Se ha repetido hasta el hartazgo que Camus era un filósofo para estudiantes de Bachillerato que no pasaría a la Historia de la Filosofía. Este desprestigio se gestó a partir de la interpretación que Sartre y los suyos realizaron, en la revista Les Temps Modernes, de El Hombre Rebelde (1951). Camus cometió la osadía, el «desacierto» de arremeter contra el comunismo cuando la mayor parte de los intelectuales comulgaban con el marxismo-leninismo, y ello provocó la extensión de la leyenda negativa.Otro «desliz imperdonable» sería su postura respecto a la difícil situación generada en su tierra natal entre árabes y colonos franceses. La defensa de una Argelia federal ligada a Francia no satisfacía a ninguna de las partes, pero a él le parecía la mejor opción para ahorrar «inútiles derramamientos de sangre». Porque ninguna idea política justificaba ni un solo crimen. Porque creía en el diálogo, en el entendimiento, en la convivencia, en la reconciliación. Su tercera «falta» fue regalarnos una escritura sencilla, amena, clara, accesible. No quería ser conocido a través de comentaristas o intérpretes; se dirigía al pueblo para ser leído y comprendido por él. Eso le valió el calificativo de superficial; la profundidad queda reservada para quienes escriben de manera oscura e incomprensible.

Estos tres «errores» serían suficientes para descalificarlo, para minimizar la calidad de sus reflexiones. Sin embargo, aunque de un género especial, y pese a quien pese, Camus era filósofo. Como afirma Michel Onfray en su libro recientemente publicado, L'ordre libertaire.
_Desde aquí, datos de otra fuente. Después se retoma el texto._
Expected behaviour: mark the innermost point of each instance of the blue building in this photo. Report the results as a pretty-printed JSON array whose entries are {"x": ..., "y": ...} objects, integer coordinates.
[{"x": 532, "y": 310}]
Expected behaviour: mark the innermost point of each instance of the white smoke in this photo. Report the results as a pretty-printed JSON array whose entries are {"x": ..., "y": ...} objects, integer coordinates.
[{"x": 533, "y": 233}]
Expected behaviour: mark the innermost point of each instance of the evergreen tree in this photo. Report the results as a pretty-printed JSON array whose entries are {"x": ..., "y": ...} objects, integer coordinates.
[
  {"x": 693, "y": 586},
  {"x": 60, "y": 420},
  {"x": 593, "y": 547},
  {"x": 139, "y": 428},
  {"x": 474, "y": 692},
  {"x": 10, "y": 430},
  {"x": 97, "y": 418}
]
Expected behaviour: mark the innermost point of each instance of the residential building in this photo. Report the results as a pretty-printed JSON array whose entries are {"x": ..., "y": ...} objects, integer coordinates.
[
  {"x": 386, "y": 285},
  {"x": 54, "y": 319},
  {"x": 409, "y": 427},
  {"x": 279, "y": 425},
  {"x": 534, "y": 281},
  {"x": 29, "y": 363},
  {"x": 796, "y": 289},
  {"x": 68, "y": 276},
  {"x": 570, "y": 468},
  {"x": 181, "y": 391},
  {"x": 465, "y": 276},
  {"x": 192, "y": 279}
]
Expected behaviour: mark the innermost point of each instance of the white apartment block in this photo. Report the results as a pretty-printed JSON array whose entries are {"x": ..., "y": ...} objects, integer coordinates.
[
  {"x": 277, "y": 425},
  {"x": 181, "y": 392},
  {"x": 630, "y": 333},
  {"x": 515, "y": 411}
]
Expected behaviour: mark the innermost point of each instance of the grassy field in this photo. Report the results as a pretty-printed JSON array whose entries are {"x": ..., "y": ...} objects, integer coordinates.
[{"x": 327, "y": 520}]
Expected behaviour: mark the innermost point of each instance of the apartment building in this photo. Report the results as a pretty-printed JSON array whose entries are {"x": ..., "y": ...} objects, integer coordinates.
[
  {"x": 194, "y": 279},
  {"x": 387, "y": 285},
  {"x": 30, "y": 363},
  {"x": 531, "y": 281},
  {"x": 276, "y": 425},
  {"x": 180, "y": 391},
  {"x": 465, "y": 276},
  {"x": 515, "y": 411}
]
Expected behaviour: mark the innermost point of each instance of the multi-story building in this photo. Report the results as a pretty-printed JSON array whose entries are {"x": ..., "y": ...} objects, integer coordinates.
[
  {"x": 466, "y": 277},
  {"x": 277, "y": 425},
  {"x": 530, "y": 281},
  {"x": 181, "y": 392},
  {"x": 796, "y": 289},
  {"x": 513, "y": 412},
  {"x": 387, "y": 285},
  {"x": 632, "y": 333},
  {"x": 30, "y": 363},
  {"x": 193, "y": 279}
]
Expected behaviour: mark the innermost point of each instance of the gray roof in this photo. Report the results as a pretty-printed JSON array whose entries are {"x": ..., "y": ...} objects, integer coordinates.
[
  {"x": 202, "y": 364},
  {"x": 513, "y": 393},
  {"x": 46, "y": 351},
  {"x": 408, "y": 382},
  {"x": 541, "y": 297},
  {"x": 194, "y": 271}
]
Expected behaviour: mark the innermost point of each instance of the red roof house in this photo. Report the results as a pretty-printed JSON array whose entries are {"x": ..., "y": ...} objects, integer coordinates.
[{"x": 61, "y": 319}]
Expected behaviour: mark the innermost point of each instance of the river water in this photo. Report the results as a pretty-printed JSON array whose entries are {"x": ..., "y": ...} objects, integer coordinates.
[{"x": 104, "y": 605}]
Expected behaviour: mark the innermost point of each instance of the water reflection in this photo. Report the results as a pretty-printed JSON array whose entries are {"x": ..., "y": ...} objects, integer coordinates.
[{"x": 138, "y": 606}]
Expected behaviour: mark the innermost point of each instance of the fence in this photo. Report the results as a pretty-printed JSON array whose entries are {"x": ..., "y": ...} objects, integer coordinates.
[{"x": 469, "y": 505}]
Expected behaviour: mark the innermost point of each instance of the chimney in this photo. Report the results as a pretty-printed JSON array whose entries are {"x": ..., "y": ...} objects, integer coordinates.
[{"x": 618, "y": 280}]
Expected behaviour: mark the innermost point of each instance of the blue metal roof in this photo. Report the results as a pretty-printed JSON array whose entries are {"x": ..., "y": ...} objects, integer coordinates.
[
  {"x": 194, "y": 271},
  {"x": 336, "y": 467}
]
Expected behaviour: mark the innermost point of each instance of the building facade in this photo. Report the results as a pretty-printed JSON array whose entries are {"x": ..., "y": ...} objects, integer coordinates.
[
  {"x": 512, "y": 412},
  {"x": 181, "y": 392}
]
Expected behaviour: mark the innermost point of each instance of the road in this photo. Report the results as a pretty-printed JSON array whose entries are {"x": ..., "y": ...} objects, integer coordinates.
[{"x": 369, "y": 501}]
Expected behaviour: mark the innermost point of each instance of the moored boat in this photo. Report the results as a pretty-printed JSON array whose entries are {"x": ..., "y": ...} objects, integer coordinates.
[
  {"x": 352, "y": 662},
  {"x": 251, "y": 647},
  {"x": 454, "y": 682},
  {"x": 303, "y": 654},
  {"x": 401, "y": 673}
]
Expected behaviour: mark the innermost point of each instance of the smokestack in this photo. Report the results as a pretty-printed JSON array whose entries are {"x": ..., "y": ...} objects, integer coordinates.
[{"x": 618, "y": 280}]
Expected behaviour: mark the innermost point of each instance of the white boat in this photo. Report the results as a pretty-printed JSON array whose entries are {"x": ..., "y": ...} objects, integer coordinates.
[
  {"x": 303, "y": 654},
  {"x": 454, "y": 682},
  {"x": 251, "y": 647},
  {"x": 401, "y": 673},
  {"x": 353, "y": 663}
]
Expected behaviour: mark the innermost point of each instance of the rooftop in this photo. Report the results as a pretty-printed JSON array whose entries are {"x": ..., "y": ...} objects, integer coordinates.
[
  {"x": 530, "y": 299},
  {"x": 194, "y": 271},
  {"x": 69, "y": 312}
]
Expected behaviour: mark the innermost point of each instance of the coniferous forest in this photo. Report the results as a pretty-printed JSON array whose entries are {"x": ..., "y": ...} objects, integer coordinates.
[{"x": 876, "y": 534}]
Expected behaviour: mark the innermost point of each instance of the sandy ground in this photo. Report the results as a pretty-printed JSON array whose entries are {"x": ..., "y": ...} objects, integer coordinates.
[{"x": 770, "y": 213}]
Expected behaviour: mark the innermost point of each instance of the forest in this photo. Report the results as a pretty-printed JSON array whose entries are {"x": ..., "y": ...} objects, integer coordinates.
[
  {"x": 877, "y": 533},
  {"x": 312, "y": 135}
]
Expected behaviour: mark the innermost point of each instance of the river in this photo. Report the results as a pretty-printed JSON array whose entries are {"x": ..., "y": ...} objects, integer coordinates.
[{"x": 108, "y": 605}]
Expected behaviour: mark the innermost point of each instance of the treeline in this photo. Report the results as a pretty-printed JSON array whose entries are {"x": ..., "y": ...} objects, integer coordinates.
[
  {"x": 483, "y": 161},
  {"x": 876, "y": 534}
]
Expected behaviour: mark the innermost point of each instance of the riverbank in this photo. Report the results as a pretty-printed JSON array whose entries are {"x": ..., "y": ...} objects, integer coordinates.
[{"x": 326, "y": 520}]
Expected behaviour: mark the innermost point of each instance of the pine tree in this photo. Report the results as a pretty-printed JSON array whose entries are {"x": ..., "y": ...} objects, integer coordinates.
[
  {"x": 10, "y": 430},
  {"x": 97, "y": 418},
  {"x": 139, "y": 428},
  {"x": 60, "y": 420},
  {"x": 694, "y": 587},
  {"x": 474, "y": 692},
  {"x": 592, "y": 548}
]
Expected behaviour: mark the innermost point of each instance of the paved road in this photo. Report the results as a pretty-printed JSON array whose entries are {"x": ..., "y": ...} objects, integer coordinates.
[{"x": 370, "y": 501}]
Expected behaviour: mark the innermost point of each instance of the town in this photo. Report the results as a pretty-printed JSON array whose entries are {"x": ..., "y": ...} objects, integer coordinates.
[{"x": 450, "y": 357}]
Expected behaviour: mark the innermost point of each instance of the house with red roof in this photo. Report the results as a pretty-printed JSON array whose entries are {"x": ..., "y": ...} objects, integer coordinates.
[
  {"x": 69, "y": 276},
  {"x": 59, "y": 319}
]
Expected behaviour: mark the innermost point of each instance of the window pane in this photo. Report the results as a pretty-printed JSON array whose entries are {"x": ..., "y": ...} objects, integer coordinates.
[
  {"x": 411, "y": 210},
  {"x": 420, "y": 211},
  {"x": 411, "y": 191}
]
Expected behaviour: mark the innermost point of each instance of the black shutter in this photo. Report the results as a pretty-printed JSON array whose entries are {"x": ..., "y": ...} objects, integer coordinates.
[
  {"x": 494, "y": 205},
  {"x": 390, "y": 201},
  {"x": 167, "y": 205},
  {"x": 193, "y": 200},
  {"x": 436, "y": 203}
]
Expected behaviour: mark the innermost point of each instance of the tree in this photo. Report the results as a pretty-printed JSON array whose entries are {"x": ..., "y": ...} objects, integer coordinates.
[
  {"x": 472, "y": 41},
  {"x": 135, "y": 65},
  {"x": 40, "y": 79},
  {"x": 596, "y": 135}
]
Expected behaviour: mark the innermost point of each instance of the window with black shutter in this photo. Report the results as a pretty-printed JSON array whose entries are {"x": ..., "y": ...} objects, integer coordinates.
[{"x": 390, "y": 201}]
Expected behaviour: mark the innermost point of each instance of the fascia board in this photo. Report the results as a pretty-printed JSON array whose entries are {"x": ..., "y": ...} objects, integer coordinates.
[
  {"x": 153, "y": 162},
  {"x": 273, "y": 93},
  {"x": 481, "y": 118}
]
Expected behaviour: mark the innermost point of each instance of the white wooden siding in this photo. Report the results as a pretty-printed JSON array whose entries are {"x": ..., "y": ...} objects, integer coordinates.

La vie philosophique de Albert Camus, «practica una literatura filosófica y una filosofía literaria» alternativas «a los catecismos de la filosofía dominante». El Extranjero, La Peste, Calígula o Los Justos ilustran la primera; El Mito de Sísifo y El Hombre Rebelde, la segunda. Camus no creía lo bastante en la razón para apuntarse a «ninguna filosofía de la Historia» (El verano, 1954); se reía de los academicismos y la oscuridad; reclamaba su gusto por los existenciales (Plotino, Pascal, Kierkegaard, Nietzsche); y criticaba a los profesores de filosofía y a los existencialistas (Onfray, p. 120). Es cierto: Camus no creó ningún sistema; pero sí estilo. Escribió obras donde brilla una ética de la resistencia; libros cuyo tema principal es la muerte infligida; novelas que expresan la extrañeza del mundo y la falta de sentido; ensayos antifascistas, libertarios? Y toda esa aventura intelectual estuvo ligada, de manera esencial y coherente, a su vida.

En el Discurso de Suecia, tras recibir el premio Nobel de Literatura en 1957, afirmó que las dos responsabilidades del artista comprometido son «la negativa a mentir sobre lo que se sabe y la resistencia a la opresión». Fiel a esta declaración, desde sus primeros artículos hasta su último libro escribió tanto, ya que le era imposible dejar de verse «arrastrado al lado de lo cotidiano, al lado de los humillados y rebajados, sean quienes sean» (El artista y su tiempo. Crónicas 1948-1953). Suele olvidarse lo joven que murió Camus: tenía 46 años.

En sus Carnets IV, de 1953, escribió: «Solo pido una sola cosa, y la pido humildemente, aunque sé que es exorbitante: ser leído con atención». Atendamos a su petición, acerquémonos a sus obras, y dejemos que palabras como estas nos conmuevan: «Sabemos que vivimos en la contradicción, pero que debemos [?] hacer cuanto sea necesario para disminuirla. [?] Tenemos que remendar lo que se ha desgarrado, hacer que la justicia sea imaginable en un mundo tan evidentemente injusto, que la felicidad tenga algún sentido [?] es una tarea sobrehumana. Pero se llaman sobrehumanas las tareas que los hombres tardan mucho tiempo en llevar a cabo: eso es todo [?]. Lo más importante es no perder la esperanza» (El verano).

Reivindiquemos, pues, al artista trágico que dijo sí solamente a lo que aumenta la vida, y se rebeló contra aquello que la elimina o la subyuga; al pensador interesado en saber cómo conducirnos en el mundo; al individuo que odiaba la mentira, y sentía inclinación hacia la libertad, la justicia, la verdad, porque «el único medio de luchar contra la peste es la honestidad» (La peste).